The government gravy still keeps flowing. On the same day that the Obama Adminstration forecast a record high annual budget deficit of $1.4 trillion (that's trillion! with a tr in front, not a b as in billion), President Obama called for the establishment of a $30 billion small business lending fund. The stated goal of the program "is to make sure the people who are looking for a job, can find it." The idea is that the government would invest $30 billion dollars in community banks who would then find it easier to loan to small businesses. It seems that the official line is that there is no economic problem that can't be solved by throwing billions of dollars at it.
It's understandable why the Administration might be advancing this particular policy. It is pretty clear from the data that the Great Recession was accompanied by commercial lending falling off a precipice.
Don't forget, however, that if commercial lending collapsed dramatically (although note that it is still greater than in mid-2006, not all that long ago), there is a reason for it. One thing holding lending back is the current regime uncertainty I've discussed before, fostered in part by the very budget deficits and government debt to which this program contributes. Another is the fact that massive malinvestment during the 2000s resulted in large scale capital consumption and financial institutions are still working on rebuilding their capital.

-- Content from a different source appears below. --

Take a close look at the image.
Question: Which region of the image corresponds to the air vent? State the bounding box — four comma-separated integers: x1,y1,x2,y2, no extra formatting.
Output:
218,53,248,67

No matter how much we'd like it to be otherwise, capital cannot be created out of thin air. Capital goods don't come into being by clicking our ruby slippers together and chanting "There's no place like D.C. There's no place like D.C." No, capital must be accumulated through the allocation of real savings. Government loans and subsidies to small businesses merely give them the ability to bid the ownership of such goods away from their most highly valued use. It does not add to the capital stock, it merely redistributes the existing capital stock. We should never assume that investments made possible only due to government subsidies will wisely use the capital invested.

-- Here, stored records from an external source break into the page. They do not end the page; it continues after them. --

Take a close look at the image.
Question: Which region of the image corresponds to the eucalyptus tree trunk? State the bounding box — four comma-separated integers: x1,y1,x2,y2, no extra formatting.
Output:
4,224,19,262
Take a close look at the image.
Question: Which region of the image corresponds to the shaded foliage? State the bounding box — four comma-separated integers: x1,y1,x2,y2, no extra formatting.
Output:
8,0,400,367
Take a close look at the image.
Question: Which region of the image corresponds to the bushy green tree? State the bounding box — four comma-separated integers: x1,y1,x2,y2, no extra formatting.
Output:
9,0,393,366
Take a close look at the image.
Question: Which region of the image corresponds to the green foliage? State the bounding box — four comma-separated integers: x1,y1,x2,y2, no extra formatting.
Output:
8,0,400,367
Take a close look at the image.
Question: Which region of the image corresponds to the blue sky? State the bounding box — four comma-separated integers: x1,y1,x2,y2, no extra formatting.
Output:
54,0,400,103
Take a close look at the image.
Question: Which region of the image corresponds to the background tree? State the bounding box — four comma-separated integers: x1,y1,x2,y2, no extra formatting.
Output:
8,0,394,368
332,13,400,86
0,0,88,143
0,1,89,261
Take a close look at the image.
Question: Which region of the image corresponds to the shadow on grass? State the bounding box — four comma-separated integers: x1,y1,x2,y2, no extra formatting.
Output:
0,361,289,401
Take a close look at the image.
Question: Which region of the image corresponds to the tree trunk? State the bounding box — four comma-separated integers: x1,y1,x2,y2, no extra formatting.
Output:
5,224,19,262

A case in point is the story of how the lives of inhabitants of a small Iowa town were forever made more dismal due to our friends at the Small Business Administration who were there to help. Many years ago this town had a lively doughnut shop that was one of the townspeople's favorite meeting places and served the best glazed fried cinnamon rolls on the planet. The firm maintained a profit because in addition to the retail shop it also daily serviced a very large account at the town's largest employer.

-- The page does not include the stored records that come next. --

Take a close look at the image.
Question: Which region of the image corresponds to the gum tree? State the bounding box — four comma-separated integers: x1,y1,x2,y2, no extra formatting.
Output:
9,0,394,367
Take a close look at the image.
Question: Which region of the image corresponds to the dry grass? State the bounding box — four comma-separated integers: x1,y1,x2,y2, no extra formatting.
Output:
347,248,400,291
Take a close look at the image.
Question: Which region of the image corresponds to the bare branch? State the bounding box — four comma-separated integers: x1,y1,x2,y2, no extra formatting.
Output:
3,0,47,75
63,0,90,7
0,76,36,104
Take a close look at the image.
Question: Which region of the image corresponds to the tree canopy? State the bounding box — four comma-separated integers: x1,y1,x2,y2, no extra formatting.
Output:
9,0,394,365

One day a businessman who owned a doughnut shop somewhere else received an SBA grant to also operate a wholesale doughnut bakery in town. Because of the grant, he was able to underbid the established firm for the account at the large employer. He won the bid and the other doughnut maker had to close up shop. A couple of years later the SBA grant to the second doughnut maker ran out and he was not able to profitably operate either. He had to shut down and the little town in Iowa was left with only holes where the doughnuts used to be. The moral of this true story is that whenever government intervenes with commercial subsidies, resources are misallocated from the point of view of society. Scarce land, labor, and capital goods were used less efficiently than they would have been without the intervention, and the community was left worse than before the government stepped in to support commercial activity.